A dangerous game at that: In the 10 years King spent researching LaRouche and his cronies, he suffered extreme personal harassment at their hands.
"It started in 1979, when I first published stories about him," recalls King. "They went after me nonstop through 1984. I'd say there were at least 1,000 hang-up phone calls. Sometimes they would tell me they were going to beat my brains out with a baseball bat. They called up my girlfriend and told her she could find me in the basement refrigeration unit. They followed me around the streets. Someone smashed up the offices of Our Town, the paper in which I first published the LaRouche stories, then poured acid over the wreckage. Nobody else had a motive to do that.

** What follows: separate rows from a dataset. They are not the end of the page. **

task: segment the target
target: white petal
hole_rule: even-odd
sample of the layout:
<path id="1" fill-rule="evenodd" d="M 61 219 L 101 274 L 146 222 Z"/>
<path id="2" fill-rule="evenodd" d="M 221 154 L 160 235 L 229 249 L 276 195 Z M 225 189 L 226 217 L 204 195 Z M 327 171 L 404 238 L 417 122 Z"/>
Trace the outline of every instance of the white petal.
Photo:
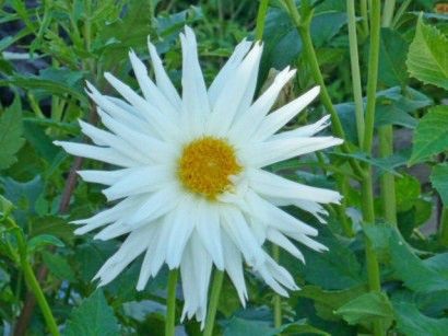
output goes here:
<path id="1" fill-rule="evenodd" d="M 184 248 L 194 229 L 197 208 L 191 197 L 184 198 L 173 211 L 173 227 L 168 235 L 166 264 L 169 269 L 179 267 Z M 191 213 L 190 213 L 191 212 Z"/>
<path id="2" fill-rule="evenodd" d="M 129 169 L 117 171 L 76 171 L 85 182 L 113 185 L 129 173 Z"/>
<path id="3" fill-rule="evenodd" d="M 252 77 L 258 73 L 261 53 L 261 45 L 256 44 L 238 66 L 234 77 L 227 80 L 209 117 L 208 132 L 217 137 L 224 136 L 237 112 L 245 111 L 247 91 L 251 90 Z"/>
<path id="4" fill-rule="evenodd" d="M 148 77 L 148 69 L 133 51 L 129 53 L 133 72 L 146 101 L 154 104 L 162 113 L 169 114 L 173 118 L 179 116 L 179 111 L 165 99 L 153 81 Z"/>
<path id="5" fill-rule="evenodd" d="M 182 47 L 182 106 L 185 123 L 189 123 L 191 131 L 197 135 L 203 130 L 205 116 L 210 113 L 209 96 L 199 65 L 194 33 L 185 27 L 180 34 Z"/>
<path id="6" fill-rule="evenodd" d="M 173 179 L 173 172 L 165 165 L 135 167 L 127 171 L 125 176 L 115 181 L 103 190 L 107 200 L 115 200 L 130 195 L 152 193 Z"/>
<path id="7" fill-rule="evenodd" d="M 244 162 L 262 167 L 328 147 L 341 144 L 343 140 L 333 137 L 280 139 L 247 144 L 239 150 Z"/>
<path id="8" fill-rule="evenodd" d="M 266 117 L 261 126 L 254 135 L 254 140 L 262 141 L 268 139 L 279 129 L 281 129 L 287 121 L 294 118 L 300 111 L 311 103 L 320 92 L 319 86 L 315 86 L 307 93 L 300 95 L 298 99 L 280 107 Z"/>
<path id="9" fill-rule="evenodd" d="M 106 80 L 113 85 L 129 103 L 131 103 L 140 114 L 150 123 L 150 125 L 164 139 L 176 139 L 179 135 L 179 128 L 173 118 L 161 113 L 154 105 L 146 102 L 140 95 L 132 91 L 131 88 L 115 78 L 113 74 L 106 72 L 104 74 Z"/>
<path id="10" fill-rule="evenodd" d="M 233 143 L 239 144 L 248 141 L 254 132 L 259 128 L 266 115 L 275 103 L 280 91 L 295 74 L 295 70 L 287 67 L 281 71 L 274 79 L 272 85 L 261 94 L 261 96 L 249 107 L 243 112 L 241 116 L 232 126 L 228 138 Z"/>
<path id="11" fill-rule="evenodd" d="M 246 306 L 247 289 L 243 274 L 243 259 L 238 247 L 232 242 L 231 237 L 222 233 L 225 269 L 235 286 L 241 304 Z"/>
<path id="12" fill-rule="evenodd" d="M 323 118 L 316 121 L 315 124 L 298 127 L 296 129 L 288 131 L 283 131 L 281 134 L 272 136 L 272 139 L 293 139 L 311 137 L 315 134 L 321 131 L 323 128 L 328 127 L 330 125 L 329 119 L 330 115 L 326 115 Z"/>
<path id="13" fill-rule="evenodd" d="M 284 248 L 285 251 L 290 252 L 293 256 L 299 259 L 302 263 L 305 264 L 305 257 L 302 252 L 282 233 L 274 229 L 268 230 L 268 240 L 272 243 L 279 245 L 280 247 Z"/>
<path id="14" fill-rule="evenodd" d="M 135 166 L 140 165 L 140 162 L 137 162 L 130 158 L 122 155 L 111 148 L 96 147 L 85 143 L 74 143 L 66 141 L 54 141 L 56 146 L 62 147 L 66 152 L 82 158 L 95 159 L 106 163 L 110 163 L 118 166 Z"/>
<path id="15" fill-rule="evenodd" d="M 339 204 L 342 197 L 338 192 L 299 184 L 262 170 L 250 170 L 247 176 L 254 190 L 270 197 L 305 199 L 321 204 Z"/>
<path id="16" fill-rule="evenodd" d="M 214 106 L 217 96 L 221 94 L 221 91 L 223 90 L 227 81 L 234 77 L 236 69 L 238 68 L 239 63 L 249 51 L 251 46 L 251 42 L 247 42 L 246 39 L 240 42 L 236 46 L 232 56 L 228 58 L 227 62 L 213 80 L 213 83 L 209 88 L 209 99 L 212 107 Z"/>
<path id="17" fill-rule="evenodd" d="M 235 245 L 241 251 L 246 263 L 250 266 L 263 263 L 261 248 L 251 233 L 241 212 L 232 207 L 221 209 L 223 228 L 233 240 Z"/>
<path id="18" fill-rule="evenodd" d="M 274 207 L 254 192 L 247 193 L 246 201 L 250 207 L 250 213 L 248 215 L 264 222 L 268 227 L 272 227 L 287 234 L 290 232 L 300 232 L 308 235 L 318 234 L 315 228 Z"/>
<path id="19" fill-rule="evenodd" d="M 166 71 L 162 65 L 162 60 L 157 55 L 157 50 L 155 49 L 154 45 L 150 42 L 150 39 L 148 39 L 148 48 L 150 49 L 151 60 L 153 63 L 155 80 L 158 89 L 163 92 L 165 97 L 173 104 L 173 106 L 180 111 L 180 96 L 174 88 L 173 82 L 166 74 Z"/>
<path id="20" fill-rule="evenodd" d="M 216 268 L 224 269 L 224 255 L 221 242 L 221 225 L 219 212 L 207 202 L 199 202 L 196 232 L 203 246 L 211 255 Z"/>
<path id="21" fill-rule="evenodd" d="M 152 160 L 152 162 L 164 163 L 173 161 L 173 158 L 177 155 L 177 152 L 172 143 L 161 141 L 144 132 L 134 130 L 132 127 L 109 117 L 101 109 L 98 111 L 98 115 L 102 117 L 103 124 L 108 129 L 120 137 L 123 141 L 133 146 L 135 150 L 145 154 L 145 157 Z"/>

"They found out where my father, a man in his 80s, lived and went after him with poison pen letters and threatening phone calls. They passed out leaflets in my apartment building accusing me of all sorts of sexual and political misdeeds. LaRouche even bought time on a local Manhattan radio station, and every half hour his voice would come on and warn everyone that Dennis King, a freelance journalist living in Manhattan, was a drug pusher. Some of it was comic opera, but some was very nerve-wracking.
"Why did I continue [to look into LaRouche's dealings]? It just kept building. I was compelled to know what made this brilliant, tragic man work.
"The one thing I want to make clear is that I bear no personal ill will toward Lyndon LaRouche. I think he is a tragic case--not because I feel sorry for him, but because I feel sorry that he was unable to use his talents for the good. Here is a man with a magnificent intellect. He could have been a brilliant statesman, a Nobel Prize-winning economist. He could have done a lot of good for America. He could have had all the recognition he wanted legitimately. And instead he was warped somewhere in childhood and ended up giving American neo-Nazis a full-blown ideology."
That ideology is scarier--and far more pervasive--than the man himself, warns King:
"In 1988, David Duke [the former Ku Klux Klan wizard and head of the National Association for the Advancement of White People who was recently elected to a state representative's seat in Louisiana] followed LaRouche's tactics to the letter. He is part of LaRouche's legacy already, and that is perhaps the most frightening thing to consider."
For now, King says he's done considering LaRouche, except while promoting his new book. His agent is shopping around with another book he wrote during his "LaRouche years"; it is, appropriately enough, a treatise on investigative reporting.
He's happy to be thinking about other things, he says, but he realizes that the expertise he has gained on his subject will make it hard to ever really break free.
"Once you learn so much about any one thing, you sort of have an obligation to keep up with it because people look to you for imformation," he says. "The most important thing is this: I have faith in the American people, and that's why it's so important to bring what Lyndon LaRouche stands for out into the open.
"I believe that once Americans truly understand, they will reject him. I just want to help them understand."